2

Kirazın Tadı: Yaşamaya değecek bir şey


  • Oluşturulma Tarihi : 16.11.2017 06:57
  • Güncelleme Tarihi :

Her şeyi tükettiğimizi düşündüğümüz anda, yaşamdan bir solukta geçmeyi isteriz. Bu yılgınlık ve mutsuzlukla, ölümün çaresizliğine sığınırız çoğu kez. Ancak öyle bir an gelir ki; tek bir neden, evet tek bir neden bizi hayata tekrar tutundurur. Bizlere hiç uzak olmayan Badii’nin hikayesi de böyle başlar aslında. Toprağın öyküsüyle başlayan bir film “ Kirazın Tadı”. Yönetmenliğini ve senaryosunu Abbas Kiyarüstemi’nin üstlendiği filmde; İntihar etme kararı aldıktan sonra, parayla mezarına toprak atacak birisini bulmak için yola koyulan Badii’nin hikayesi anlatılır.

HER TARAF TOPRAK, TIPKI BİR MEZAR GİBİ

Kirazın Tadı, doğasıyla bizi büyüleyen İran filmlerinin dışında kalır, her bir sahne kurak ve tozludur. Umudun, umutsuzluğun, var olma ve yok olmanın işlendiği filmde, kurgu oldukça başarılı. Filmde; Kiyarüstemi’nin kurak ve tozla kaplı yolları seçmesi, yaşam ve ölüm arasındaki ironiyi kuvvetlendirmekten kaynaklanmaktadır. Film’in sonuna kadar araba ile kendisinin gömülmesinde yardımcı olabilecek birisini arayan Bahtii’nin hikayesi, başka hikayelerle birleşerek ayrı tat veriyor. Bahtii’nin yolculuğu esnasında karşılaştığı Afgan ilahiyatçı ile konuşmaları, din üzerine eleştiriler getirirken, bireyin yalnızlığı ve umutsuzluğu üzerinden sorgulamaya gider. İntiharın günah olduğunu biliyorum. Ama mutsuz olmakta büyük bir günahtır. Mutsuzken başkalarını incitirsiniz. Bu günah değil midir? Başkalarını incitmek günah değil midir? Aileni incitiyorsun Arkadaşlarını. Kendini. Bu bir günah değil mi? Seni incitirsem, bu günah olmuyor da, Kendimi öldürürsem mi büyük günah işliyorum?

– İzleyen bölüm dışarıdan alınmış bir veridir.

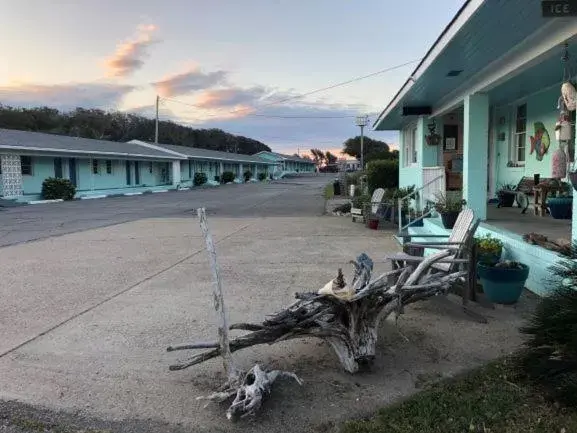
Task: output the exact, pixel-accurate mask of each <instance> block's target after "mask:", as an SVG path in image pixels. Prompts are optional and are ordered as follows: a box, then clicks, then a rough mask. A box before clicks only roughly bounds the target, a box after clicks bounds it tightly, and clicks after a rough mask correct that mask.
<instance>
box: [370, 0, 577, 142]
mask: <svg viewBox="0 0 577 433" xmlns="http://www.w3.org/2000/svg"><path fill="white" fill-rule="evenodd" d="M575 35H577V20H576V19H575V18H574V17H573V18H555V19H551V18H543V17H542V10H541V0H495V1H487V0H468V1H467V2H466V3H465V4H464V5H463V7H462V8H461V10H460V11H459V12H458V13H457V15H456V16H455V18H454V19H453V20H452V21H451V23H450V24H449V25H448V26H447V28H446V29H445V30H444V31H443V33H442V34H441V36H440V37H439V38H438V39H437V41H436V42H435V43H434V44H433V46H432V47H431V48H430V50H429V51H428V52H427V54H426V55H425V57H424V58H423V60H422V61H421V63H420V64H419V65H418V66H417V68H416V69H415V70H414V71H413V73H412V74H411V75H410V77H409V78H408V79H407V81H406V82H405V84H404V85H403V86H402V87H401V89H400V90H399V91H398V92H397V94H396V95H395V97H394V98H393V99H392V100H391V101H390V103H389V104H388V105H387V107H386V108H385V109H384V110H383V112H382V113H381V114H380V115H379V117H378V118H377V120H376V121H375V123H374V124H373V127H374V129H375V130H379V131H384V130H398V129H401V128H402V127H403V125H404V124H405V123H407V122H408V121H411V120H413V119H414V116H403V107H430V109H431V115H432V116H437V115H442V114H445V113H447V112H449V111H451V110H452V109H454V108H455V107H457V106H458V105H459V104H461V103H462V100H463V97H464V96H465V95H467V94H469V93H478V92H491V91H493V90H494V89H496V88H497V87H499V86H500V85H503V84H504V83H506V82H507V81H509V80H511V79H512V78H513V77H517V76H519V75H520V74H523V73H525V72H527V71H528V70H530V69H534V66H535V65H538V64H541V63H544V62H545V61H547V60H550V61H551V62H553V61H555V62H556V64H555V67H554V68H553V69H552V70H550V69H551V65H549V66H547V65H544V66H543V67H542V68H541V69H539V68H537V69H536V70H534V71H533V72H527V74H528V75H527V76H521V77H519V79H521V78H522V79H523V80H524V81H523V82H525V80H526V85H525V86H522V87H523V89H518V92H527V91H528V90H527V89H529V87H531V88H533V87H535V85H536V84H538V85H539V86H540V87H537V89H539V88H542V87H544V83H545V82H546V81H547V80H545V79H540V80H539V82H538V83H536V82H535V80H537V79H539V77H540V74H542V73H543V72H547V73H548V75H551V74H556V81H555V82H559V81H560V80H561V65H560V55H561V52H562V43H563V42H564V41H566V40H570V39H571V38H574V37H575ZM572 58H573V60H575V58H576V57H575V55H574V56H572ZM551 64H553V63H551ZM515 82H516V83H518V82H519V80H518V79H515ZM548 84H549V85H552V84H554V82H552V83H548ZM545 85H547V84H545ZM537 89H532V91H535V90H537ZM511 91H513V89H511ZM525 94H526V93H525ZM505 96H506V97H507V98H511V97H513V96H514V95H513V94H512V93H511V94H510V95H502V98H501V100H502V101H503V100H504V99H505Z"/></svg>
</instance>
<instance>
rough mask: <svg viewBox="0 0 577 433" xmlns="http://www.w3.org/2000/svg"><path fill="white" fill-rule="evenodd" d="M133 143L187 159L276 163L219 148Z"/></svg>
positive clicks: (166, 144) (271, 163)
mask: <svg viewBox="0 0 577 433" xmlns="http://www.w3.org/2000/svg"><path fill="white" fill-rule="evenodd" d="M132 143H136V144H140V145H142V146H146V147H151V148H159V149H164V150H166V151H168V152H170V153H174V154H175V155H178V156H179V157H181V158H182V157H184V158H187V159H203V160H213V161H224V162H226V161H228V162H240V163H243V162H246V163H250V164H263V165H272V164H274V163H271V162H270V161H269V162H265V161H263V160H262V159H260V158H258V157H256V156H254V155H245V154H242V153H232V152H222V151H219V150H210V149H203V148H200V147H191V146H179V145H175V144H160V143H159V144H151V143H145V142H143V141H140V140H132Z"/></svg>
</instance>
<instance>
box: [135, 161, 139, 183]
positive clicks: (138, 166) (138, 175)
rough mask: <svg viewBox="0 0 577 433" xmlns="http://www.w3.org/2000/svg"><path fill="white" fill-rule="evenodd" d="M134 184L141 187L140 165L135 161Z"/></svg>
mask: <svg viewBox="0 0 577 433" xmlns="http://www.w3.org/2000/svg"><path fill="white" fill-rule="evenodd" d="M134 184H135V185H140V165H139V164H138V161H134Z"/></svg>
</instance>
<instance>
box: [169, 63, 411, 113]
mask: <svg viewBox="0 0 577 433" xmlns="http://www.w3.org/2000/svg"><path fill="white" fill-rule="evenodd" d="M419 61H421V59H415V60H411V61H409V62H405V63H401V64H398V65H395V66H391V67H389V68H385V69H381V70H380V71H376V72H373V73H371V74H367V75H362V76H359V77H355V78H351V79H350V80H346V81H342V82H340V83H336V84H332V85H330V86H326V87H322V88H320V89H315V90H312V91H310V92H306V93H302V94H300V95H294V96H290V97H287V98H284V99H279V100H277V101H272V102H269V103H267V104H263V105H261V106H259V107H258V110H261V109H262V108H265V107H270V106H272V105H277V104H284V103H285V102H289V101H294V100H296V99H301V98H305V97H307V96H310V95H314V94H316V93H320V92H325V91H327V90H332V89H336V88H337V87H342V86H346V85H348V84H352V83H356V82H358V81H361V80H365V79H367V78H371V77H375V76H377V75H380V74H384V73H386V72H390V71H394V70H395V69H400V68H403V67H405V66H408V65H410V64H413V63H416V62H419ZM162 99H164V100H165V101H172V102H176V103H179V104H183V105H188V106H191V107H194V108H201V107H198V106H197V105H194V104H190V103H187V102H183V101H179V100H177V99H172V98H162ZM253 109H254V107H245V108H238V109H236V110H231V111H229V112H228V113H229V114H234V113H239V112H242V111H248V110H253ZM250 115H252V116H257V114H255V113H251V114H249V116H250ZM215 116H219V115H218V114H214V115H209V117H215ZM258 116H259V117H267V115H258ZM313 117H314V116H306V118H313ZM328 117H329V116H325V117H324V118H328ZM336 117H337V116H334V118H336ZM349 117H355V116H343V117H341V118H349ZM276 118H291V117H289V116H284V117H283V116H278V117H276ZM302 118H305V116H302ZM317 118H321V117H320V116H318V117H317Z"/></svg>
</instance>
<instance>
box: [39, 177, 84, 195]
mask: <svg viewBox="0 0 577 433" xmlns="http://www.w3.org/2000/svg"><path fill="white" fill-rule="evenodd" d="M75 194H76V187H75V186H74V185H73V184H72V182H70V181H69V180H68V179H58V178H55V177H49V178H47V179H44V182H42V198H43V199H44V200H60V199H62V200H72V199H74V195H75Z"/></svg>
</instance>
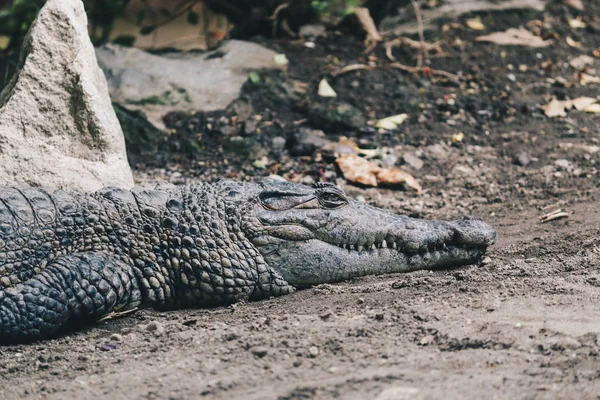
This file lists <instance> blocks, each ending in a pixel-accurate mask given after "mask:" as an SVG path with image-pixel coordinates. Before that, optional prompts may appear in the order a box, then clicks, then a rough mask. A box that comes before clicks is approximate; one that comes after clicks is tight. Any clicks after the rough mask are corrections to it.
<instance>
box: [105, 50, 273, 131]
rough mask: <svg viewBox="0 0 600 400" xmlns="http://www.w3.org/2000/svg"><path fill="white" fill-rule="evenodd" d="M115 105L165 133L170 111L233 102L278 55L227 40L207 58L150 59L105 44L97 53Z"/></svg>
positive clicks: (197, 56) (221, 106) (182, 54)
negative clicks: (141, 116) (249, 77)
mask: <svg viewBox="0 0 600 400" xmlns="http://www.w3.org/2000/svg"><path fill="white" fill-rule="evenodd" d="M96 55H97V57H98V63H99V65H100V67H101V68H102V70H103V71H104V73H105V75H106V79H107V80H108V86H109V90H110V96H111V98H112V99H113V101H115V102H117V103H119V104H120V105H121V106H124V107H126V108H127V109H129V110H138V111H141V112H143V113H144V114H145V115H146V118H148V121H150V122H151V123H152V124H154V125H155V126H156V127H158V128H160V129H164V125H163V122H162V118H163V117H164V116H165V115H166V114H167V113H169V112H171V111H214V110H220V109H224V108H226V107H227V106H228V105H229V104H230V103H231V102H232V101H234V100H235V99H237V97H238V96H239V94H240V90H241V88H242V85H243V84H244V83H245V82H246V81H247V80H248V72H249V71H252V70H260V69H267V68H277V65H276V64H275V63H274V61H273V59H274V57H275V55H277V53H275V52H274V51H272V50H269V49H267V48H265V47H263V46H260V45H258V44H256V43H251V42H243V41H239V40H231V41H229V42H226V43H225V44H224V45H223V46H221V47H220V48H218V49H217V50H214V51H212V52H209V53H171V54H165V55H156V54H150V53H148V52H146V51H144V50H140V49H136V48H130V47H123V46H119V45H116V44H107V45H104V46H102V47H99V48H98V49H97V50H96Z"/></svg>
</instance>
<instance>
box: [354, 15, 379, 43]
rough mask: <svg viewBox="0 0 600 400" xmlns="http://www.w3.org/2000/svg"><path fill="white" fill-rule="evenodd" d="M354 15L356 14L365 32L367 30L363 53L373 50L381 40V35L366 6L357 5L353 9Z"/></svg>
mask: <svg viewBox="0 0 600 400" xmlns="http://www.w3.org/2000/svg"><path fill="white" fill-rule="evenodd" d="M354 15H356V18H358V22H359V23H360V25H361V26H362V27H363V29H364V30H365V32H367V37H366V38H365V47H366V49H365V51H364V53H370V52H371V51H373V49H374V48H375V46H377V43H379V42H381V40H382V37H381V35H380V34H379V31H378V30H377V27H376V26H375V22H373V18H371V14H370V13H369V9H368V8H365V7H357V8H355V9H354Z"/></svg>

Allah öyle merhametlidir ki yarattığı hiçbir şeyin acı çektiğini görmek istemez!

İçinde bulunduğu çıkmazı, yolda tanıştığı birbirinden faklı kişilere anlatan Bahtii, istediği cevapları alamayınca çaresizce yolculuğuna devam eder. Yol boyunca kurak arazilerde çalışan iş makinaları ve dökülen topraklar gözümüze çarpar. Kamyonlardan dökülen toprakların her biri sanki Bahtii’nin üzerine dökülür. Sahneler olabildiğince ağır ve can sıkıcıdır. Gördüğü manzara karşısında arabadan inen Bahtii’nin gölgesi, dökülen topraklara yansır ve bir ara kendisini kaybedip toprağın içinde öylece oturur. Kamyonların toprakları boşalttıkları esnada çıkardıkları sesler adeta bir savaşı andırır. Her yanı kaplayan toz bulutu içerisinde Bahtii de kaybolur.

KİRAZLARIN TADINDAN VAZ MI GEÇECEKSİN?

Sahneler ilerlerken hiç beklemediğimiz anda, arabanın içerisinde konuşmaya başlayan yaşlı Baheri ile karşılaşırız. Baheri’nin konuşmalarından anladığımız kadarıyla, Bahtii’nin isteğini gerçekleştirecek tek kişi o dur ve işte asıl hikaye bundan sonra başlayacaktır.

Baheri: Size başımdan geçen bir olayı anlatacağım. Henüz yeni evlenmiştim. Başımızda bir sürü bela vardı. Öylesine bıkkındım ki her şeyi sonlandırmaya karar verdim. Bir sabah şafak sökmeden, yanıma bir ip alıp arabama atladım. Kendimi öldürmeyi kafama koymuştum. Dut ağaçlarıyla dolu bir bahçeye vardım. Orada durdum hava hala karanlıktı. İpi bir ağaca doğru fırlattım ama tutturamadım. Bir kere iki kere denedim ama kar ettiremedim. Ardından ağaca çıktım ve ipi sımsıkı düğümledim. Sonra elimin altında yumuşak bir şeyler hissettim dutlar! Lezzetli, tatlı dutlar. Birini yedim taze ve suluydu. Ardından bir ikincisini ve üçüncüsünü. Birdenbire güneşin dağların ardından yükseldiğinin farkına vardım. Ama ne güneş! Ne manzara! Ne bahçeydi ama! Birdenbire okula giden çocukların seslerini duydum. Bana bakmak için durdular. Ağacı sallamamı istediler. Dutlar dallarından yere döküldü. Çocuklar yerken kendimi çok mutlu hissettim. Eve götürmek için biraz dut topladım. Karım hala uyuyordu. Uyandığı zaman o da dutlardan yedi. Çok hoşuma gitti. Kendimi öldürmek için evden ayrılmıştım. Dutlarla geri geldim. Bir dut hayatımı kurtardı. Sadece bir dut, hayatımı kurtardı.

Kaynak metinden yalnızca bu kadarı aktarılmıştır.